Thomas Koya (Innocent) is an octogenarian and a patriarch to the core. Neither the money nor the authority is any longer there, and his youngest son Joji (Saiju Kurup), a vagabond youngster only adds to his woes. An automobile engineer by profession, Joji dreams of making it big someday, but is accused of nothing less than cold blooded murder. As his sponsorship to England lies waiting on the cards, Joji and his pals have little time before they can set things straight!
What does one comment regarding a script and screenplay that revels on a title Jubilee and proudly proclaims that the hero has been accredited with the nickname courtesy his being born after his father was well over fifty years? If that wasn't inane enough, you have quite a few dreadfully distasteful double innuendos that would make you throw up in disgust.

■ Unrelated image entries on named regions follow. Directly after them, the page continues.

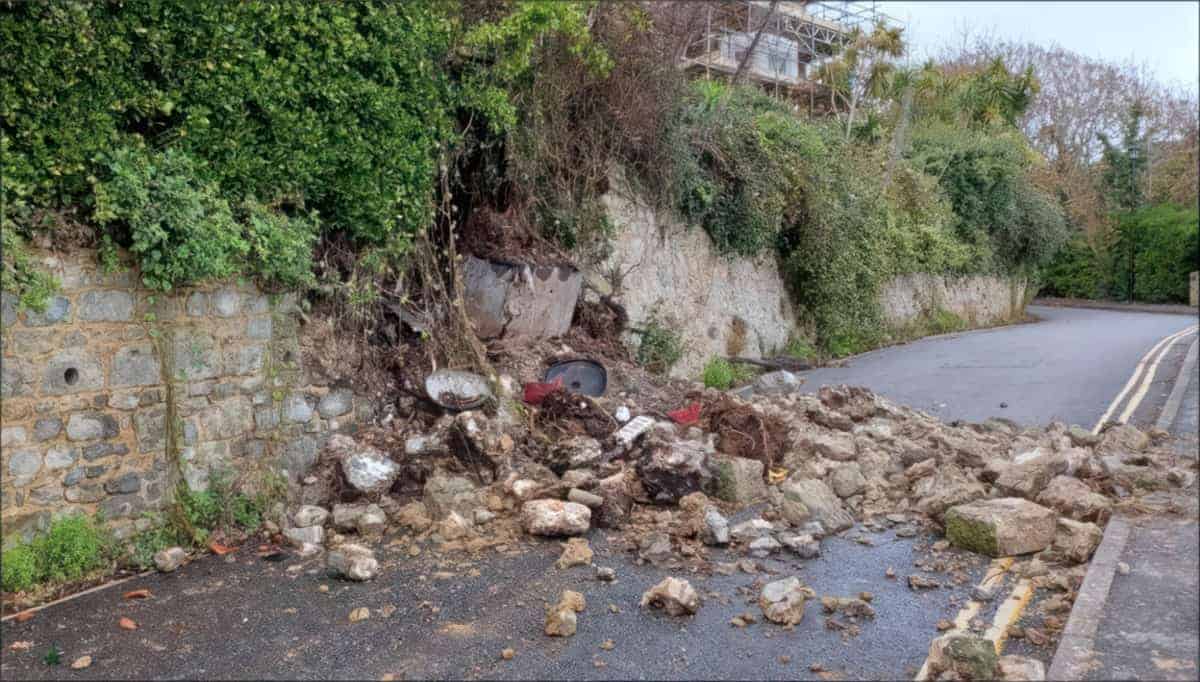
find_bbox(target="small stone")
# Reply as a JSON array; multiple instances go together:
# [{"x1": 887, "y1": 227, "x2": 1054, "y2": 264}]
[
  {"x1": 154, "y1": 548, "x2": 187, "y2": 573},
  {"x1": 521, "y1": 499, "x2": 592, "y2": 536},
  {"x1": 554, "y1": 538, "x2": 592, "y2": 569},
  {"x1": 283, "y1": 526, "x2": 325, "y2": 548},
  {"x1": 325, "y1": 544, "x2": 379, "y2": 581},
  {"x1": 758, "y1": 576, "x2": 814, "y2": 626},
  {"x1": 566, "y1": 487, "x2": 604, "y2": 509},
  {"x1": 292, "y1": 504, "x2": 329, "y2": 527},
  {"x1": 641, "y1": 576, "x2": 700, "y2": 616}
]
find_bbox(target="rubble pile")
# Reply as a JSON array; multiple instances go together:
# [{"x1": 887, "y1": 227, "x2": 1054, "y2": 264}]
[{"x1": 258, "y1": 367, "x2": 1195, "y2": 634}]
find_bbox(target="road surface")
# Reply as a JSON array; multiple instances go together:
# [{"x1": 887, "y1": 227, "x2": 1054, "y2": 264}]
[{"x1": 0, "y1": 309, "x2": 1194, "y2": 680}]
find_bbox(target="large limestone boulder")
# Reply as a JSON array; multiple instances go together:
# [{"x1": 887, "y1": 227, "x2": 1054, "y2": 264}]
[
  {"x1": 780, "y1": 478, "x2": 854, "y2": 533},
  {"x1": 521, "y1": 499, "x2": 592, "y2": 537},
  {"x1": 1054, "y1": 518, "x2": 1104, "y2": 563},
  {"x1": 946, "y1": 497, "x2": 1057, "y2": 557},
  {"x1": 996, "y1": 448, "x2": 1067, "y2": 499},
  {"x1": 329, "y1": 435, "x2": 400, "y2": 495}
]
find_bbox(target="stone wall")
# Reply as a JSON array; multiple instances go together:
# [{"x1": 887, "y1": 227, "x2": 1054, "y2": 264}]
[
  {"x1": 880, "y1": 273, "x2": 1028, "y2": 327},
  {"x1": 0, "y1": 252, "x2": 370, "y2": 544},
  {"x1": 600, "y1": 183, "x2": 796, "y2": 378}
]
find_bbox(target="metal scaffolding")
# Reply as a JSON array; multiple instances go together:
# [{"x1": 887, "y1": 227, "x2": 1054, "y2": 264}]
[{"x1": 683, "y1": 0, "x2": 901, "y2": 113}]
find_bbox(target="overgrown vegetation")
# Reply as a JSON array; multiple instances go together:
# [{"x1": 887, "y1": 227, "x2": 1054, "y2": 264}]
[
  {"x1": 635, "y1": 315, "x2": 684, "y2": 375},
  {"x1": 701, "y1": 358, "x2": 755, "y2": 390},
  {"x1": 0, "y1": 514, "x2": 115, "y2": 592}
]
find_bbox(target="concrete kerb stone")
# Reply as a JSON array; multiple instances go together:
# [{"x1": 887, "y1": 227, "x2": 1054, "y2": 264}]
[
  {"x1": 1154, "y1": 336, "x2": 1200, "y2": 431},
  {"x1": 1046, "y1": 516, "x2": 1132, "y2": 680}
]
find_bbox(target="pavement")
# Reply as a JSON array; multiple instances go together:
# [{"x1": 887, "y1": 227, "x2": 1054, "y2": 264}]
[
  {"x1": 1050, "y1": 333, "x2": 1200, "y2": 680},
  {"x1": 0, "y1": 309, "x2": 1195, "y2": 680}
]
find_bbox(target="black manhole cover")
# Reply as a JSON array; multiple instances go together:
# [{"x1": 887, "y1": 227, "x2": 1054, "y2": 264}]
[{"x1": 542, "y1": 360, "x2": 608, "y2": 396}]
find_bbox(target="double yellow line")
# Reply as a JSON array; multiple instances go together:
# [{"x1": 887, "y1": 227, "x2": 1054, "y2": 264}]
[{"x1": 1092, "y1": 324, "x2": 1196, "y2": 433}]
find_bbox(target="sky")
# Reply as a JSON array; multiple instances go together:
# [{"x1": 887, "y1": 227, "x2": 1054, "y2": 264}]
[{"x1": 878, "y1": 1, "x2": 1200, "y2": 92}]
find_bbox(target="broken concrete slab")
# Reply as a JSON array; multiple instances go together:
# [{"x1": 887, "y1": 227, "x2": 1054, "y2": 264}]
[
  {"x1": 946, "y1": 497, "x2": 1057, "y2": 557},
  {"x1": 463, "y1": 256, "x2": 583, "y2": 339}
]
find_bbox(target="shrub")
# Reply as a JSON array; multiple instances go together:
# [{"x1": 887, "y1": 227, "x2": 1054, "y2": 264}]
[
  {"x1": 0, "y1": 222, "x2": 59, "y2": 312},
  {"x1": 0, "y1": 544, "x2": 41, "y2": 592},
  {"x1": 96, "y1": 149, "x2": 248, "y2": 291},
  {"x1": 0, "y1": 515, "x2": 113, "y2": 592},
  {"x1": 637, "y1": 316, "x2": 683, "y2": 375},
  {"x1": 0, "y1": 0, "x2": 455, "y2": 244},
  {"x1": 702, "y1": 358, "x2": 733, "y2": 390}
]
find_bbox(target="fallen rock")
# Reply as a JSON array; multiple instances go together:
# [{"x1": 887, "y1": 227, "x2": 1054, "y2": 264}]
[
  {"x1": 1067, "y1": 424, "x2": 1100, "y2": 448},
  {"x1": 928, "y1": 633, "x2": 998, "y2": 680},
  {"x1": 154, "y1": 548, "x2": 187, "y2": 573},
  {"x1": 637, "y1": 532, "x2": 671, "y2": 564},
  {"x1": 283, "y1": 526, "x2": 325, "y2": 548},
  {"x1": 422, "y1": 472, "x2": 478, "y2": 519},
  {"x1": 730, "y1": 519, "x2": 775, "y2": 543},
  {"x1": 996, "y1": 656, "x2": 1046, "y2": 682},
  {"x1": 637, "y1": 441, "x2": 709, "y2": 504},
  {"x1": 746, "y1": 536, "x2": 784, "y2": 558},
  {"x1": 758, "y1": 576, "x2": 815, "y2": 626},
  {"x1": 641, "y1": 576, "x2": 700, "y2": 616},
  {"x1": 707, "y1": 455, "x2": 767, "y2": 504},
  {"x1": 331, "y1": 504, "x2": 367, "y2": 533},
  {"x1": 1052, "y1": 518, "x2": 1104, "y2": 563},
  {"x1": 595, "y1": 472, "x2": 634, "y2": 528},
  {"x1": 946, "y1": 497, "x2": 1056, "y2": 557},
  {"x1": 329, "y1": 433, "x2": 400, "y2": 495},
  {"x1": 521, "y1": 499, "x2": 592, "y2": 536},
  {"x1": 780, "y1": 478, "x2": 854, "y2": 533},
  {"x1": 292, "y1": 504, "x2": 329, "y2": 528},
  {"x1": 821, "y1": 597, "x2": 875, "y2": 618},
  {"x1": 566, "y1": 487, "x2": 604, "y2": 509},
  {"x1": 354, "y1": 504, "x2": 388, "y2": 537},
  {"x1": 779, "y1": 533, "x2": 821, "y2": 558},
  {"x1": 396, "y1": 502, "x2": 433, "y2": 533},
  {"x1": 996, "y1": 448, "x2": 1067, "y2": 499},
  {"x1": 700, "y1": 507, "x2": 730, "y2": 546},
  {"x1": 546, "y1": 590, "x2": 587, "y2": 638},
  {"x1": 325, "y1": 544, "x2": 379, "y2": 581},
  {"x1": 829, "y1": 462, "x2": 866, "y2": 499},
  {"x1": 554, "y1": 538, "x2": 593, "y2": 568},
  {"x1": 1037, "y1": 475, "x2": 1112, "y2": 524}
]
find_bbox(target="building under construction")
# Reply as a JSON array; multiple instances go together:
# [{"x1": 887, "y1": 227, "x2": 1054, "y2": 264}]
[{"x1": 683, "y1": 0, "x2": 899, "y2": 113}]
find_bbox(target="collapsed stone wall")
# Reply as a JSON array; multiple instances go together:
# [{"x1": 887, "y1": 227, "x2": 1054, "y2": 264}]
[
  {"x1": 880, "y1": 273, "x2": 1032, "y2": 327},
  {"x1": 593, "y1": 181, "x2": 796, "y2": 378},
  {"x1": 600, "y1": 181, "x2": 1032, "y2": 378},
  {"x1": 0, "y1": 251, "x2": 371, "y2": 545}
]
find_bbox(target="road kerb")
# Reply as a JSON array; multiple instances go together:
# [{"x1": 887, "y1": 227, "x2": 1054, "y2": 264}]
[
  {"x1": 1046, "y1": 516, "x2": 1130, "y2": 680},
  {"x1": 1154, "y1": 337, "x2": 1200, "y2": 431}
]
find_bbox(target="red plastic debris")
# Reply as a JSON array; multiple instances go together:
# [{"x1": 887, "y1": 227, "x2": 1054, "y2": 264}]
[
  {"x1": 524, "y1": 377, "x2": 563, "y2": 405},
  {"x1": 667, "y1": 402, "x2": 700, "y2": 426}
]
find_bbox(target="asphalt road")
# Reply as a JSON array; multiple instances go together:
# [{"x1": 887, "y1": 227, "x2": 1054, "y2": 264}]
[
  {"x1": 802, "y1": 306, "x2": 1196, "y2": 429},
  {"x1": 0, "y1": 309, "x2": 1194, "y2": 680}
]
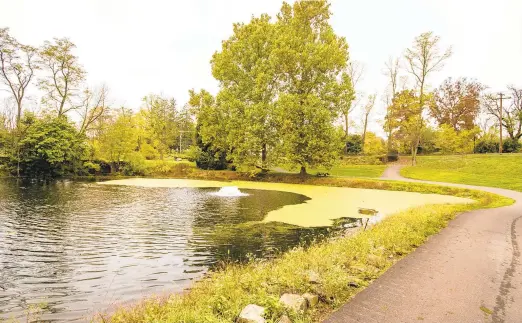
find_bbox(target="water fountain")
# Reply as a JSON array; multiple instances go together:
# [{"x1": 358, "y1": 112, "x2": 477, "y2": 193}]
[{"x1": 210, "y1": 186, "x2": 248, "y2": 197}]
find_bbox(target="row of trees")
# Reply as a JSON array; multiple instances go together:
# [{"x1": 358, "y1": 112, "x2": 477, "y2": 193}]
[
  {"x1": 0, "y1": 0, "x2": 522, "y2": 176},
  {"x1": 378, "y1": 32, "x2": 522, "y2": 164},
  {"x1": 0, "y1": 28, "x2": 194, "y2": 176}
]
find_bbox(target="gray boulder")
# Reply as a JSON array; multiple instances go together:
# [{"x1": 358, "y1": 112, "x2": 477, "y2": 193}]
[
  {"x1": 303, "y1": 293, "x2": 319, "y2": 308},
  {"x1": 237, "y1": 304, "x2": 266, "y2": 323},
  {"x1": 279, "y1": 294, "x2": 308, "y2": 313}
]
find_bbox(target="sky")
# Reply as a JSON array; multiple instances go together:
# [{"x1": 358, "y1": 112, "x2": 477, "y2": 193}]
[{"x1": 0, "y1": 0, "x2": 522, "y2": 133}]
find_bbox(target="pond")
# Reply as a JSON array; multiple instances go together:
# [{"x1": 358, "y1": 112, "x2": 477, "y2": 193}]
[{"x1": 0, "y1": 180, "x2": 336, "y2": 322}]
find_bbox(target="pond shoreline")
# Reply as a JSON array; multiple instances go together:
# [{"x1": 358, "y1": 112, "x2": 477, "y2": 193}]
[{"x1": 99, "y1": 178, "x2": 512, "y2": 322}]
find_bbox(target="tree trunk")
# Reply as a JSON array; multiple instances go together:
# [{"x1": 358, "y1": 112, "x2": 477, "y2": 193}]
[
  {"x1": 16, "y1": 101, "x2": 22, "y2": 129},
  {"x1": 344, "y1": 113, "x2": 348, "y2": 137},
  {"x1": 261, "y1": 144, "x2": 268, "y2": 172},
  {"x1": 361, "y1": 114, "x2": 368, "y2": 154},
  {"x1": 411, "y1": 137, "x2": 420, "y2": 166}
]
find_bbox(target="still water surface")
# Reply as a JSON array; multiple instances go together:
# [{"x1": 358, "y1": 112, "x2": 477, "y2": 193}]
[{"x1": 0, "y1": 180, "x2": 334, "y2": 321}]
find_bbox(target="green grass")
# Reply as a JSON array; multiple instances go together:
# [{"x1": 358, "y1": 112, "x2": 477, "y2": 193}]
[
  {"x1": 401, "y1": 154, "x2": 522, "y2": 191},
  {"x1": 99, "y1": 181, "x2": 513, "y2": 323},
  {"x1": 309, "y1": 164, "x2": 386, "y2": 178}
]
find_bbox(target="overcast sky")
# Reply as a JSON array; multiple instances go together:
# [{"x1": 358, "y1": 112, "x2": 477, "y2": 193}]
[{"x1": 0, "y1": 0, "x2": 522, "y2": 134}]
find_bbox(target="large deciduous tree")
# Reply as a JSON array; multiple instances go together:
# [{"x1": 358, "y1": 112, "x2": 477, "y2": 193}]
[
  {"x1": 428, "y1": 78, "x2": 484, "y2": 131},
  {"x1": 212, "y1": 14, "x2": 279, "y2": 170},
  {"x1": 404, "y1": 32, "x2": 451, "y2": 165},
  {"x1": 483, "y1": 85, "x2": 522, "y2": 141},
  {"x1": 273, "y1": 1, "x2": 348, "y2": 174},
  {"x1": 98, "y1": 107, "x2": 138, "y2": 173},
  {"x1": 386, "y1": 90, "x2": 429, "y2": 158},
  {"x1": 143, "y1": 94, "x2": 179, "y2": 160},
  {"x1": 15, "y1": 117, "x2": 84, "y2": 177},
  {"x1": 362, "y1": 94, "x2": 377, "y2": 153},
  {"x1": 0, "y1": 28, "x2": 39, "y2": 128},
  {"x1": 39, "y1": 38, "x2": 86, "y2": 117},
  {"x1": 384, "y1": 57, "x2": 400, "y2": 153},
  {"x1": 78, "y1": 84, "x2": 109, "y2": 135}
]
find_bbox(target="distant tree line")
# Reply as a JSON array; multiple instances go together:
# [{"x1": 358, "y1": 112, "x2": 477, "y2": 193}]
[{"x1": 0, "y1": 0, "x2": 522, "y2": 177}]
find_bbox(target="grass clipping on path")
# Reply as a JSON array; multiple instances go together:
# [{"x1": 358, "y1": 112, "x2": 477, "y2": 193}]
[{"x1": 103, "y1": 184, "x2": 513, "y2": 323}]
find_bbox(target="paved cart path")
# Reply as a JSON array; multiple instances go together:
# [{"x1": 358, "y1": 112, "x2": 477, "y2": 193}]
[{"x1": 325, "y1": 165, "x2": 522, "y2": 323}]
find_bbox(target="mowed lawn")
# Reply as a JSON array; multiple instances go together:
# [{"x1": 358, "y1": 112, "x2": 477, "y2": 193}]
[
  {"x1": 401, "y1": 154, "x2": 522, "y2": 192},
  {"x1": 309, "y1": 164, "x2": 386, "y2": 177}
]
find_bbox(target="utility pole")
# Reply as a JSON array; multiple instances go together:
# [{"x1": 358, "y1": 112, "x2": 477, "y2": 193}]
[{"x1": 495, "y1": 92, "x2": 511, "y2": 154}]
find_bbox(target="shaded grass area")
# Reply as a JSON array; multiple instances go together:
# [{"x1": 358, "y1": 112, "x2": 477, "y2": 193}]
[
  {"x1": 97, "y1": 184, "x2": 513, "y2": 323},
  {"x1": 401, "y1": 154, "x2": 522, "y2": 192},
  {"x1": 304, "y1": 164, "x2": 386, "y2": 177}
]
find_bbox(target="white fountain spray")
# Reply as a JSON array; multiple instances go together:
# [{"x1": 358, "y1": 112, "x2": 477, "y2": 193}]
[{"x1": 210, "y1": 186, "x2": 248, "y2": 197}]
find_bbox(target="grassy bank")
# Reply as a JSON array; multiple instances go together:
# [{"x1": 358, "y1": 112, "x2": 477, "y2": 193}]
[
  {"x1": 401, "y1": 154, "x2": 522, "y2": 192},
  {"x1": 96, "y1": 184, "x2": 512, "y2": 323}
]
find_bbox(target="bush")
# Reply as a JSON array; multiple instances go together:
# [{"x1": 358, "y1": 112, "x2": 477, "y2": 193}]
[
  {"x1": 502, "y1": 138, "x2": 522, "y2": 153},
  {"x1": 386, "y1": 149, "x2": 399, "y2": 162},
  {"x1": 474, "y1": 139, "x2": 498, "y2": 154},
  {"x1": 346, "y1": 135, "x2": 362, "y2": 155},
  {"x1": 196, "y1": 149, "x2": 228, "y2": 170},
  {"x1": 83, "y1": 161, "x2": 101, "y2": 175}
]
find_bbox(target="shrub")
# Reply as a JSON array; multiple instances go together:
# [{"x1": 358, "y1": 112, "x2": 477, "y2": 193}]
[
  {"x1": 196, "y1": 149, "x2": 227, "y2": 170},
  {"x1": 502, "y1": 138, "x2": 522, "y2": 153},
  {"x1": 475, "y1": 139, "x2": 498, "y2": 154},
  {"x1": 386, "y1": 149, "x2": 399, "y2": 162},
  {"x1": 83, "y1": 161, "x2": 101, "y2": 175},
  {"x1": 346, "y1": 135, "x2": 362, "y2": 155}
]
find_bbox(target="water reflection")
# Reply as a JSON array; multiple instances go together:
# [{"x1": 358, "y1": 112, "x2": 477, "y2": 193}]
[{"x1": 0, "y1": 180, "x2": 328, "y2": 321}]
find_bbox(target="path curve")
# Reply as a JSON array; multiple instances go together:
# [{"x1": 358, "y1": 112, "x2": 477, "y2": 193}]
[{"x1": 325, "y1": 165, "x2": 522, "y2": 323}]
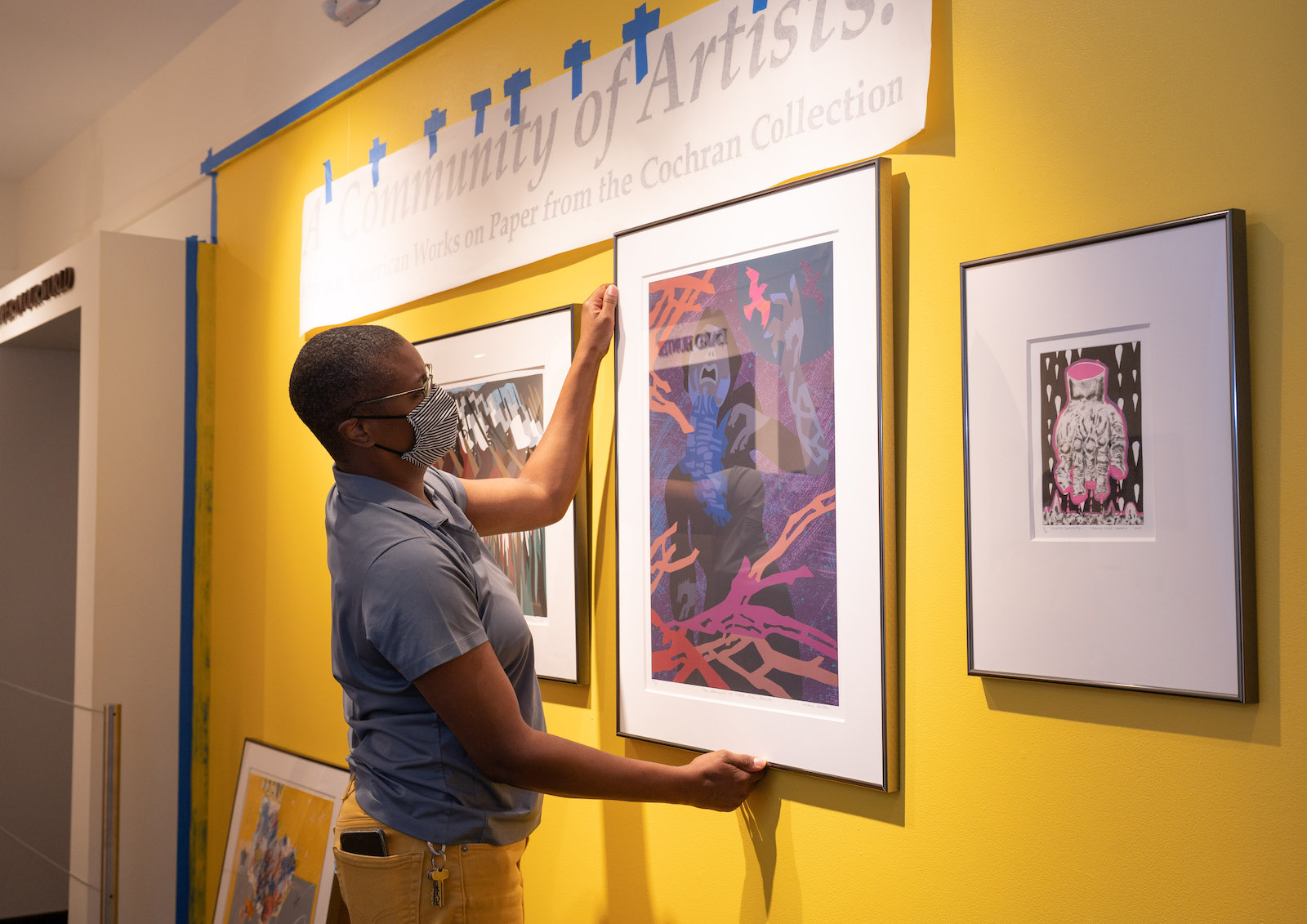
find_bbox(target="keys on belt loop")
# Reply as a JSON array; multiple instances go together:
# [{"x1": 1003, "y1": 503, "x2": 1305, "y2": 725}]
[{"x1": 426, "y1": 841, "x2": 449, "y2": 907}]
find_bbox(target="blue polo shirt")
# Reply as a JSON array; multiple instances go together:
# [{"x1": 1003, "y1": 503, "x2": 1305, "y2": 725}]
[{"x1": 327, "y1": 469, "x2": 545, "y2": 846}]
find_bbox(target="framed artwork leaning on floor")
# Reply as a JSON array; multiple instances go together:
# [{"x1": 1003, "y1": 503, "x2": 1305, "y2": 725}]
[
  {"x1": 616, "y1": 158, "x2": 898, "y2": 789},
  {"x1": 213, "y1": 739, "x2": 349, "y2": 924},
  {"x1": 416, "y1": 306, "x2": 590, "y2": 684},
  {"x1": 962, "y1": 209, "x2": 1257, "y2": 702}
]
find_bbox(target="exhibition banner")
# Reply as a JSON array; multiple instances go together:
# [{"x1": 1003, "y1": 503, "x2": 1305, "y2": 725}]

Saiju Kurup is one lucky actor in that we have seen quite a few of his releases in recent times. I should grant it to him that he does make an effort, but sadly they simply aren't enough. Manasa as his lady love is barely there. The secondary characters do need a special mention in that they are first rate actors brought down to play contrived roles. Innocent and KPAC Lalitha must have seen better times, for sure.
The hilarity and humor in Jubilee are regrettably unintended. The action sequences are so painfully fake that you would laugh your guts out. Rajmohan Unnithan delivering a few blows evokes loud guffaws and so do a few other supposedly emotional scenes that turn out to be real awkward.
This fiasco runs for a full two and a half odd hours and the narrative that loses steam within the first five minutes is jerked up further, time and again, by songs as if in an errant musical. Popping up at the most importunate moments they make you scratch your head off in sheer exasperation.
As they say, it never rains, but it pours. Bad acting is compounded with equally terrible editing, choreography and almost everything else that you care to lay your eyes on. Most of the sequences are unevenly paced and Jubilee clearly doesn't have a clue as to what it wants to do or say.
One can't help being amazed by the kind of money being pumped into projects as these. And it simply confounds me as to how this deadly yawn of a film earned itself a theatrical release. Jubilee could quite easily be reference material for a Bad Filmmaking Book for Dummies or a handbook for Film Institutes on how not to make a movie.